A few weeks ago I blogged about Down’s syndrome, and this week about cancer and cancer cytogenetics. I’ve spotted loads of things I neglected to mention about cancer, but there’s one thing I deliberately left for another post, because it’s something I’m less familiar with and wanted to read a little about. When discussing cancer cytogenetics one usually thinks of the oncogenic effects of aneuploidy and structural aberrations. Certainly, chromosomal aberrations will upset the finely balanced relative concentrations of gene products, and possibly also expose harmful recessive genes, and are therefore very likely to cause disease. They are not guaranteed to cause cancer, however. Indeed, occasionally, it seems that chromosomal aberrations can have a tumour suppressive effect. In a post on Peter Duesburg’s cancer origins hypothesis at Respectful Insolence, Orac mentioned a review in Cancer Cell about the tumour suppressive effect of aneuploidy.Unfortunately, I can’t get it on Athens, so haven’t read beyond the abstract, but I get the impression that it may refer to a tumour suppressive effect of aneuploidy accumulated after transformation (from normal to cancerous cell line) has already occurred.
However, a more established tumour suppressive effect of trisomy is observed in Down’s syndrome. The life expectancy for DS is around 40, but has been rising, such that the effect of the trisomy on diseases of old age, such as cancer, can now be observed. The incidence of haematological (leukaemias) and soft tissue cancers is raised in DS, but the incidence of solid tumours is reduced, suggesting that chromosome 21 carries gene(s) with tumour suppressive effects. Further evidence of this comes from the observation of loss of heterozygousity of parts of chromosome 21 in many tumours – for example, caused by monosomy/partial monosomy, or other mistakes of cell division.

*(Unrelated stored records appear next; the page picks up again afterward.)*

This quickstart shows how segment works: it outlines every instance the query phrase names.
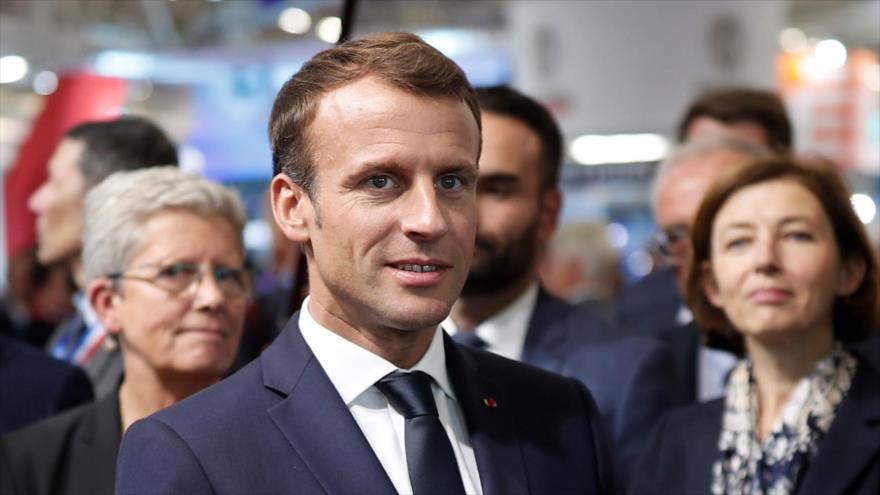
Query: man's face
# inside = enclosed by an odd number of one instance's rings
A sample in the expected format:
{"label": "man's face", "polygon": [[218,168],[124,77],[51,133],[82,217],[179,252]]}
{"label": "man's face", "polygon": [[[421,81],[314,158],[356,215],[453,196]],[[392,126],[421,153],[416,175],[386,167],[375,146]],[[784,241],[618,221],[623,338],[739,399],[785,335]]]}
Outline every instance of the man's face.
{"label": "man's face", "polygon": [[739,139],[757,146],[768,146],[767,130],[753,120],[721,122],[711,117],[697,117],[687,129],[685,141],[700,138],[727,137]]}
{"label": "man's face", "polygon": [[545,207],[542,166],[535,132],[517,119],[483,112],[480,221],[465,295],[492,293],[535,275],[538,252],[552,235],[557,214]]}
{"label": "man's face", "polygon": [[37,215],[37,259],[66,261],[80,250],[80,216],[86,189],[79,158],[85,143],[63,139],[49,160],[49,177],[28,200]]}
{"label": "man's face", "polygon": [[468,107],[368,77],[325,95],[307,132],[317,190],[297,210],[312,314],[331,328],[438,324],[473,255],[480,133]]}
{"label": "man's face", "polygon": [[700,203],[716,179],[745,161],[745,157],[735,151],[717,150],[685,159],[661,177],[657,184],[654,203],[657,226],[663,232],[682,234],[675,245],[670,246],[678,254],[673,267],[682,294],[687,278],[684,261],[690,251],[690,232]]}

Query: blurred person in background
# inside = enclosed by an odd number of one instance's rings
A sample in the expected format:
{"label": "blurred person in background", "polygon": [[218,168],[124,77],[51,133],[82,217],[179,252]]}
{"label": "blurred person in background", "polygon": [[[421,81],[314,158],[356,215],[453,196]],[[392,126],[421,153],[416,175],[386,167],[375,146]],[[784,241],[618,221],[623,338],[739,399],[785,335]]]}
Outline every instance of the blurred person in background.
{"label": "blurred person in background", "polygon": [[[681,146],[660,165],[651,189],[659,229],[654,247],[674,276],[669,291],[684,294],[690,252],[688,239],[706,192],[725,173],[767,156],[769,151],[757,145],[729,137],[711,137]],[[675,354],[678,375],[676,387],[670,393],[678,402],[689,404],[720,397],[736,358],[725,350],[706,347],[690,309],[681,299],[679,301],[672,321],[665,327],[646,325],[629,327],[629,330],[650,333],[669,344]]]}
{"label": "blurred person in background", "polygon": [[506,87],[477,90],[483,150],[476,249],[443,328],[460,343],[577,378],[596,399],[626,478],[653,422],[673,404],[672,356],[660,342],[621,338],[611,324],[549,294],[538,265],[559,216],[556,121]]}
{"label": "blurred person in background", "polygon": [[[706,138],[731,138],[782,154],[791,151],[793,145],[791,121],[782,99],[776,93],[753,88],[732,87],[702,93],[679,119],[676,137],[682,144]],[[696,213],[700,199],[691,199],[691,216]],[[674,280],[674,271],[661,267],[623,287],[617,301],[618,322],[639,329],[673,325],[682,305],[679,291],[673,290]]]}
{"label": "blurred person in background", "polygon": [[701,94],[678,124],[678,142],[725,136],[791,151],[794,138],[785,103],[777,93],[752,88],[722,88]]}
{"label": "blurred person in background", "polygon": [[238,347],[250,282],[235,193],[151,168],[112,175],[84,209],[82,280],[124,378],[0,440],[0,493],[113,493],[123,431],[220,380]]}
{"label": "blurred person in background", "polygon": [[743,359],[723,399],[671,413],[636,493],[880,493],[877,261],[827,164],[759,161],[717,183],[692,234],[687,299]]}
{"label": "blurred person in background", "polygon": [[85,372],[0,335],[0,435],[91,401]]}
{"label": "blurred person in background", "polygon": [[67,267],[44,265],[32,246],[11,257],[8,282],[3,305],[10,322],[0,333],[42,349],[52,331],[75,311]]}
{"label": "blurred person in background", "polygon": [[564,225],[553,236],[539,273],[550,293],[612,322],[614,298],[623,279],[605,227],[600,222]]}
{"label": "blurred person in background", "polygon": [[306,277],[305,266],[300,266],[300,245],[284,237],[272,217],[269,190],[264,195],[263,218],[270,229],[270,244],[263,267],[254,280],[253,301],[248,307],[233,371],[251,362],[275,340],[294,308],[299,307],[293,300],[294,292],[302,282],[300,278]]}
{"label": "blurred person in background", "polygon": [[95,395],[116,388],[122,373],[119,349],[84,294],[80,225],[86,193],[113,172],[176,165],[177,151],[161,129],[141,117],[87,122],[67,131],[49,160],[49,177],[30,197],[37,216],[37,258],[63,264],[76,285],[76,314],[50,338],[49,352],[83,367]]}

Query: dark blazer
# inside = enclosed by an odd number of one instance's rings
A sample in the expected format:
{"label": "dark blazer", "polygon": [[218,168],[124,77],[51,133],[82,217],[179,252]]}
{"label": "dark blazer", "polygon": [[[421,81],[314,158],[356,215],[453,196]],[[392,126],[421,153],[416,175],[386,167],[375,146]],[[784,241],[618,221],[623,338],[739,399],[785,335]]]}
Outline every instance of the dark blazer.
{"label": "dark blazer", "polygon": [[[238,373],[132,425],[117,493],[395,493],[298,320]],[[448,336],[444,346],[484,493],[613,490],[583,385]]]}
{"label": "dark blazer", "polygon": [[671,351],[647,336],[623,335],[584,308],[538,293],[522,360],[578,379],[593,394],[621,479],[628,479],[656,421],[680,405],[670,390]]}
{"label": "dark blazer", "polygon": [[650,333],[675,325],[681,305],[675,272],[661,268],[620,290],[617,322],[624,328]]}
{"label": "dark blazer", "polygon": [[[880,374],[859,359],[834,422],[803,474],[798,495],[880,493]],[[710,493],[724,399],[667,415],[651,435],[633,493]]]}
{"label": "dark blazer", "polygon": [[697,402],[697,356],[700,353],[700,329],[697,324],[673,325],[653,334],[672,351],[676,381],[670,393],[681,405]]}
{"label": "dark blazer", "polygon": [[122,421],[117,394],[0,439],[0,493],[113,493]]}
{"label": "dark blazer", "polygon": [[0,435],[90,400],[82,370],[0,335]]}

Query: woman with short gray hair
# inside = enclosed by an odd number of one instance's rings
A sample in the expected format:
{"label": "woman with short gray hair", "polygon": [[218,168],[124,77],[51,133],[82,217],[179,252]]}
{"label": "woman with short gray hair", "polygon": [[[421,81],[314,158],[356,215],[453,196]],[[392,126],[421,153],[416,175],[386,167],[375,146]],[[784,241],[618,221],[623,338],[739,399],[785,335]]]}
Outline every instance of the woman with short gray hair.
{"label": "woman with short gray hair", "polygon": [[87,295],[118,339],[124,378],[117,393],[3,440],[12,491],[112,493],[123,431],[220,380],[250,294],[244,222],[234,192],[174,167],[116,173],[89,192]]}

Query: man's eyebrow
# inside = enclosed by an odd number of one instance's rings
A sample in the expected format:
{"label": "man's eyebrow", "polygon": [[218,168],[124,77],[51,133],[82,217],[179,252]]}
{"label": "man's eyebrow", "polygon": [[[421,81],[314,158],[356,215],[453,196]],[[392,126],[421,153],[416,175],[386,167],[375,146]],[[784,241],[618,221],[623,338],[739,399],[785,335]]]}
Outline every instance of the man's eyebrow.
{"label": "man's eyebrow", "polygon": [[480,182],[514,183],[519,181],[520,179],[518,175],[507,172],[499,172],[480,176]]}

Solid tumours have to overcome a hurdle that haematological cancers do not: they need a blood supply to maintain their oxygen and energy sources. The growth of new blood vessels, angiogenesis, requires the cooperation of the cells that line existing blood vessels. Without the ability to stimulate those cells into producing new vessels, the tumour won’t get far. Endostatin (a product of collagen XVIII) is one of several inhibitors of angiogenesis, and its average blood serum concentration in DS is elevated (though the variation within groups is huge, which is also interesting). Its chromosomal location? 21q22.3, right next to the Downs Syndrome Critical Region (DSCR). Its tumour suppressive effect (assuming this is the tumour suppressor) is probably through disruption of vascular endothelial growth factor (VEGF, which stimulates angiogenesis) signalling. Unfortunately, it doesn’t look like endostatin works as a cancer treatment.

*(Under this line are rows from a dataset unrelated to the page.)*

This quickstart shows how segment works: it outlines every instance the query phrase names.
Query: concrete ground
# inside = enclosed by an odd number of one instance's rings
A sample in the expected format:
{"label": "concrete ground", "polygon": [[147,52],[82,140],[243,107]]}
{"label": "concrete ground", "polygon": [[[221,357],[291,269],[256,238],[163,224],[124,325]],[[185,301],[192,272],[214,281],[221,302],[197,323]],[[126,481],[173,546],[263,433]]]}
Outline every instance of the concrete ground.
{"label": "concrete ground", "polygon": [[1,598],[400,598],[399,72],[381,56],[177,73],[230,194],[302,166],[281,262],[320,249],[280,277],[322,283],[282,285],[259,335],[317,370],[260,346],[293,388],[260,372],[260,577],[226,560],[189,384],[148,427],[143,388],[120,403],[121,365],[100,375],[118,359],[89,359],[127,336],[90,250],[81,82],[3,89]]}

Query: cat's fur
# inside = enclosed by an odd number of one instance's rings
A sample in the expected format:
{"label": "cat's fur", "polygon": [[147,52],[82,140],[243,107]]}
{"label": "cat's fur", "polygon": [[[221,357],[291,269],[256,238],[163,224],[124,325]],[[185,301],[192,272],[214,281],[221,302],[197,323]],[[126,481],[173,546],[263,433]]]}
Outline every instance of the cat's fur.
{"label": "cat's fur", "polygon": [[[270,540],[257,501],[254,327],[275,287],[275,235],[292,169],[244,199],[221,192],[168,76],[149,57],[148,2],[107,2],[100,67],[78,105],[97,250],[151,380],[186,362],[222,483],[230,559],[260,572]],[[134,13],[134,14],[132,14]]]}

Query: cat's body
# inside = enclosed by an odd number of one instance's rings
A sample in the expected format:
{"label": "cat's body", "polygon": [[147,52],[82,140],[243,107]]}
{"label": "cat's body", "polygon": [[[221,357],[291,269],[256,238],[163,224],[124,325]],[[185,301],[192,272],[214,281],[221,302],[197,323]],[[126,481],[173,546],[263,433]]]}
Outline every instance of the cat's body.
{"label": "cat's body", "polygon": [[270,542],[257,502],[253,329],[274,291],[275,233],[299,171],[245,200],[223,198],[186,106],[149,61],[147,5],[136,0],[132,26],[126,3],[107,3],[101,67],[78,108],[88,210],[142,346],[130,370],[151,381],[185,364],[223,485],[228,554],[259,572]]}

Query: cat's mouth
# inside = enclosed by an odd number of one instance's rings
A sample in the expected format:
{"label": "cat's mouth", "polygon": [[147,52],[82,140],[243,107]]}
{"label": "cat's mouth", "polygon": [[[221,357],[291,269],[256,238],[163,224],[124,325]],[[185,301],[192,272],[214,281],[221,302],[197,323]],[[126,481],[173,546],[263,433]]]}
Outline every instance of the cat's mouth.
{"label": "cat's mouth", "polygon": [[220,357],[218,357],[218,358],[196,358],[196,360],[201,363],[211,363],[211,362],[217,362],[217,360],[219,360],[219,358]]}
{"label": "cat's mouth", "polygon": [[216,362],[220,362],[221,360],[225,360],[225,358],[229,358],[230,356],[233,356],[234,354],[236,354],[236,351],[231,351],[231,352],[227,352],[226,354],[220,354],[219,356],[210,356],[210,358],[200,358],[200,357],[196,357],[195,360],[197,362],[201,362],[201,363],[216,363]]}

- ^ Peter Duesberg, chromosomal chaos, and cancer: An intriguing hypothesis argued poorly
- ^ Beth A.A. Weaver, Alain D. Silk, Cristina Montagna, Pascal Verdier-Pinard and Don W. Cleveland. 2007. Aneuploidy Acts Both Oncogenically and as a Tumor Suppressor. Cancer Cell 11:25-36. PubMed, Full Text.

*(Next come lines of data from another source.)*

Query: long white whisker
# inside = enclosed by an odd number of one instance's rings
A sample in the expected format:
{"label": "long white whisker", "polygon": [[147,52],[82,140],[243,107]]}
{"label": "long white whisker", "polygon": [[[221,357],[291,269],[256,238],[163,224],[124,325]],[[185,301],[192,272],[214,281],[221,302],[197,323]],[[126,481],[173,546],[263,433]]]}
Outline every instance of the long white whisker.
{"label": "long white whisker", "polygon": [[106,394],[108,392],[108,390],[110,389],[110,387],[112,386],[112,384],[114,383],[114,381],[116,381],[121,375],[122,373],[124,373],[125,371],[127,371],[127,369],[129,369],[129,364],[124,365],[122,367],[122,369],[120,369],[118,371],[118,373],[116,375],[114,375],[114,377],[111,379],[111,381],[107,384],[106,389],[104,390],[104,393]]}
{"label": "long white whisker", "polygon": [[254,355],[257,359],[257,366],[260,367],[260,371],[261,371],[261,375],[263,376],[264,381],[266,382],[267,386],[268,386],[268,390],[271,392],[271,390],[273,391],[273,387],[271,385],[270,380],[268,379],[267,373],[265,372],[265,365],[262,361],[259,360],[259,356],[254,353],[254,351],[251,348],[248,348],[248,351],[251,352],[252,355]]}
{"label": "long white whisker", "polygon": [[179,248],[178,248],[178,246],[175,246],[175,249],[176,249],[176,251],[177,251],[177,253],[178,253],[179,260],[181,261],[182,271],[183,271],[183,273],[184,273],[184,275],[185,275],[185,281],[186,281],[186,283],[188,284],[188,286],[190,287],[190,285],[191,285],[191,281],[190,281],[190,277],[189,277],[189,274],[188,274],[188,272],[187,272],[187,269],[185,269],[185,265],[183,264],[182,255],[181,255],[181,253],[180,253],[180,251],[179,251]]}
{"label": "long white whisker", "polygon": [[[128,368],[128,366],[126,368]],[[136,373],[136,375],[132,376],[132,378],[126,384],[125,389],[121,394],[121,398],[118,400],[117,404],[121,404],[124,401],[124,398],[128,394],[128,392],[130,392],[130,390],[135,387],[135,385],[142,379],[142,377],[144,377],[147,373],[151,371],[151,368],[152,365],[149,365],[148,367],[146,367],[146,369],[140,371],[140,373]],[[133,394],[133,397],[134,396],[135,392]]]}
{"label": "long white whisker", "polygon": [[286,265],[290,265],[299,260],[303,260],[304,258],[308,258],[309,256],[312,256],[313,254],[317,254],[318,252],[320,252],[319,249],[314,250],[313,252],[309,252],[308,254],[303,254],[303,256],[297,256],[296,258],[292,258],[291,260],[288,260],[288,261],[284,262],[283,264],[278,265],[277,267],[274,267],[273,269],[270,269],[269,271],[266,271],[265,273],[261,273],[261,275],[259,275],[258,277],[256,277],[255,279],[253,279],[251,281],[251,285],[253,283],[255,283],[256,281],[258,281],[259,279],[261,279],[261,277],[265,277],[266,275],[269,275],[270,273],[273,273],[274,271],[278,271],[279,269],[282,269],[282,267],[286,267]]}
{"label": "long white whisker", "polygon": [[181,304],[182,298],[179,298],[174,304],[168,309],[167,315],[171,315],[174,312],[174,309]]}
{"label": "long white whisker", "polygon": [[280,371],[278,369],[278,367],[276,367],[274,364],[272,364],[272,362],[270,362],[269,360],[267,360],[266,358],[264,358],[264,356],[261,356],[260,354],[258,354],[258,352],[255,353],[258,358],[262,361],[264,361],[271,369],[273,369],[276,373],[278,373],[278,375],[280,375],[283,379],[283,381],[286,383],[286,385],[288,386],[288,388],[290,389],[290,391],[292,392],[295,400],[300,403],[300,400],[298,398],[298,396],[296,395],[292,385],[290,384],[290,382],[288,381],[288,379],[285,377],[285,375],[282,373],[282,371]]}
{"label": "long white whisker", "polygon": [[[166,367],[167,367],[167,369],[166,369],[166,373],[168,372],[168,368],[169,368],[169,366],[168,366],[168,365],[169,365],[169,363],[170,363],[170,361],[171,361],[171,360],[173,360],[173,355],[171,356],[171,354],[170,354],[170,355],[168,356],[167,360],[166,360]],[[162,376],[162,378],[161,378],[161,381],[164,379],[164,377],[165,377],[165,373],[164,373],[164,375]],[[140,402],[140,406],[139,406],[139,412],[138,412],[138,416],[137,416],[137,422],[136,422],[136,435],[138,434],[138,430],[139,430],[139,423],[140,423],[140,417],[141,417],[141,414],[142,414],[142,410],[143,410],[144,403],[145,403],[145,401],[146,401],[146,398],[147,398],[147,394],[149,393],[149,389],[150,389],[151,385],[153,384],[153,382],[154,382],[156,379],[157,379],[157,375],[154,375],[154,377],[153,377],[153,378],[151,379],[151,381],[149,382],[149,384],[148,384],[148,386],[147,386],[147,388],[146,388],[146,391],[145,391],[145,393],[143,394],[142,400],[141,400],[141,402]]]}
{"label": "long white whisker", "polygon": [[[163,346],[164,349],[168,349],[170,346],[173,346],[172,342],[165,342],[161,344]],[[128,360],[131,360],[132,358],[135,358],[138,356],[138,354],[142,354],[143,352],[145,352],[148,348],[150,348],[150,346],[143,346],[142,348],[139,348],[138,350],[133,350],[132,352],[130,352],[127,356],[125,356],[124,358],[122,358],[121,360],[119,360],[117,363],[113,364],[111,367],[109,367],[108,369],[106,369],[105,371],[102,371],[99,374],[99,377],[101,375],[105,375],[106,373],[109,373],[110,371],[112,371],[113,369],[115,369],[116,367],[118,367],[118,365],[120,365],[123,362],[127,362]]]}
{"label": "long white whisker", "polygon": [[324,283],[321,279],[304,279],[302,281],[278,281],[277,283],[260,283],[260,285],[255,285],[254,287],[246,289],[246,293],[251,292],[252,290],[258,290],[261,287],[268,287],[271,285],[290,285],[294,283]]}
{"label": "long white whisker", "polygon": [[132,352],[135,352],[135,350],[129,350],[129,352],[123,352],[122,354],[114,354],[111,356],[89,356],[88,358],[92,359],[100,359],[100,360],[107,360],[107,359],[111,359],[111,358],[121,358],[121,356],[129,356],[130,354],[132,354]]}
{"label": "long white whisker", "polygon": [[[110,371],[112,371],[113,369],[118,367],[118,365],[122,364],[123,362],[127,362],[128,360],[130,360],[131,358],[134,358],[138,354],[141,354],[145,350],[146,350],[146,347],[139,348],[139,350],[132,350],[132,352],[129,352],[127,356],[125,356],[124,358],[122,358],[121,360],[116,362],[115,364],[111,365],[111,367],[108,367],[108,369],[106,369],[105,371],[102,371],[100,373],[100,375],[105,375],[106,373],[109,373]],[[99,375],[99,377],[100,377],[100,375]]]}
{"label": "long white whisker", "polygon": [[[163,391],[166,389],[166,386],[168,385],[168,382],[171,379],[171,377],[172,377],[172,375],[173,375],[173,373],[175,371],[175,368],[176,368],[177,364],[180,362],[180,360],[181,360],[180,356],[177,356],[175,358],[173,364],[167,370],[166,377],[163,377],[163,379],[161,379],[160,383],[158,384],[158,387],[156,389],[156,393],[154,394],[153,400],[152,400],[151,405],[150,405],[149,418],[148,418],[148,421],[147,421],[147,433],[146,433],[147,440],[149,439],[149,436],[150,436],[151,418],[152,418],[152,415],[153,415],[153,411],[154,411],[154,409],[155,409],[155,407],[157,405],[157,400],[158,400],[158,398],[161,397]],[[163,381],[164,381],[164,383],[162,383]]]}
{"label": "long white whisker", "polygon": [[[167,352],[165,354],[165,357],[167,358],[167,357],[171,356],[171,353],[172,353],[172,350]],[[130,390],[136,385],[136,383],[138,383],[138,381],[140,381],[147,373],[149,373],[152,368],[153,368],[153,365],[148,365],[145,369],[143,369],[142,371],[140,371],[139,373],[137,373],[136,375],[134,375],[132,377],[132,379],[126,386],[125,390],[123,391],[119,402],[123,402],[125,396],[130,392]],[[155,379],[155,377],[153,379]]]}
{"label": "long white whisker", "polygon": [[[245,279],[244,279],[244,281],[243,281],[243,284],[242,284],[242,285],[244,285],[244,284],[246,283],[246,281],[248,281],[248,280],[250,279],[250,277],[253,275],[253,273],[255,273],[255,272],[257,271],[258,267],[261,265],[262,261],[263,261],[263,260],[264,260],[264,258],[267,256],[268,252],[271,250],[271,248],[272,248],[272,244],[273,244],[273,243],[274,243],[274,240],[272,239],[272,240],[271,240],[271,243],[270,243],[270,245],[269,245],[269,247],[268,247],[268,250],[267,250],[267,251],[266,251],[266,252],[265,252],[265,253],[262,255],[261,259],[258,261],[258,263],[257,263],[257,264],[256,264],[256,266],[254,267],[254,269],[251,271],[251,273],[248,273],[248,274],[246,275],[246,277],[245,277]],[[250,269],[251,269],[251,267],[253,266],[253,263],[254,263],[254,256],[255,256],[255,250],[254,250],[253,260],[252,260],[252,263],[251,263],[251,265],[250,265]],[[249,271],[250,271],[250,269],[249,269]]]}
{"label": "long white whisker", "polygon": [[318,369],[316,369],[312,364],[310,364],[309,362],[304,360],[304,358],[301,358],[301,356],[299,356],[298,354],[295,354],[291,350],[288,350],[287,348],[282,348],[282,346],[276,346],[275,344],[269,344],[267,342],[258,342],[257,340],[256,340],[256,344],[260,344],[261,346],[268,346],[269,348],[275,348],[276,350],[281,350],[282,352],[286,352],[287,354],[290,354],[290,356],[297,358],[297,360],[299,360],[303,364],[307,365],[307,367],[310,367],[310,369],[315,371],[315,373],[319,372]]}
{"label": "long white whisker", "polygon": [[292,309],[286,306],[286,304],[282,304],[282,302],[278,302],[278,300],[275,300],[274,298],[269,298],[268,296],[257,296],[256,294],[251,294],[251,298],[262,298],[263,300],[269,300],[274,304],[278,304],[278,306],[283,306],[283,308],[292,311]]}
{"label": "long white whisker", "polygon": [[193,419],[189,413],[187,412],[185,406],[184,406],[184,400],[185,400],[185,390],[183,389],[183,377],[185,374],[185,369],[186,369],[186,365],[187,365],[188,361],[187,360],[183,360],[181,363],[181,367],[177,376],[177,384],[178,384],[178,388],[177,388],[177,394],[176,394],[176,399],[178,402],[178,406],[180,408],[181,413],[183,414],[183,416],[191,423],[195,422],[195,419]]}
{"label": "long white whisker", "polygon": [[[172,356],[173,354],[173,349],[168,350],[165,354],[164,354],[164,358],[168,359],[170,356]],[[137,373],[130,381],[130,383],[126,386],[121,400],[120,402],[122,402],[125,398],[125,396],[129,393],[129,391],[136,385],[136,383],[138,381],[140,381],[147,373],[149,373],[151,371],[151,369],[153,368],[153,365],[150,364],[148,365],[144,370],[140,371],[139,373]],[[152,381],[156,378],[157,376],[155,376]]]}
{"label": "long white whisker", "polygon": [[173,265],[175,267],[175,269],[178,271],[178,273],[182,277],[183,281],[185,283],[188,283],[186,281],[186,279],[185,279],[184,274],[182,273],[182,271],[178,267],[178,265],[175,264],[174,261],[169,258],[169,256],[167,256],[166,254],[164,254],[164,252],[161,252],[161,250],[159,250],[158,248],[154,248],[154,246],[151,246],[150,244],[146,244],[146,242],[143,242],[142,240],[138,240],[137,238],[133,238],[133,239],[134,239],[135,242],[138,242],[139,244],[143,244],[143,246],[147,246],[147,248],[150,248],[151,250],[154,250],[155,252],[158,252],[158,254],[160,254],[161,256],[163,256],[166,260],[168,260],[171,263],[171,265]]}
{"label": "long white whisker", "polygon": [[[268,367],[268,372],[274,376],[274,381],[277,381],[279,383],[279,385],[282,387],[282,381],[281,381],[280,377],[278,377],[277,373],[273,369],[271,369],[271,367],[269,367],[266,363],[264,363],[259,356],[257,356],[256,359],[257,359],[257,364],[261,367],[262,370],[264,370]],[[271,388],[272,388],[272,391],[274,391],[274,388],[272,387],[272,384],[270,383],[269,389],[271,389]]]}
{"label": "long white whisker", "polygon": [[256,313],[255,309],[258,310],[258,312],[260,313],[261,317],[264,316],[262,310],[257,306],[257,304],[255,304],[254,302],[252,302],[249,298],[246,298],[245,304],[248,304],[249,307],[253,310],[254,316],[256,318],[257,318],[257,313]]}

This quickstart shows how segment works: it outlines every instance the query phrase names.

- ^ Todd S Zorick, Zan Mustacchi, Silvia Yumi Bando, Mayana Zatz, Carlos Alberto Moreira-Filho, Björn Olsen and Maria Rita Passos-Bueno. 2001. High serum endostatin levels in Down syndrome: implications for improved treatment and prevention of solid tumours. European Journal of Human Genetics 9:811-814. Full Text.
- ^ Kulke M H et al. 2006. Phase II study of recombinant human endostatin in patients with advanced neuroendocrine tumors. J. Clin. Oncol. 24:3555-3561.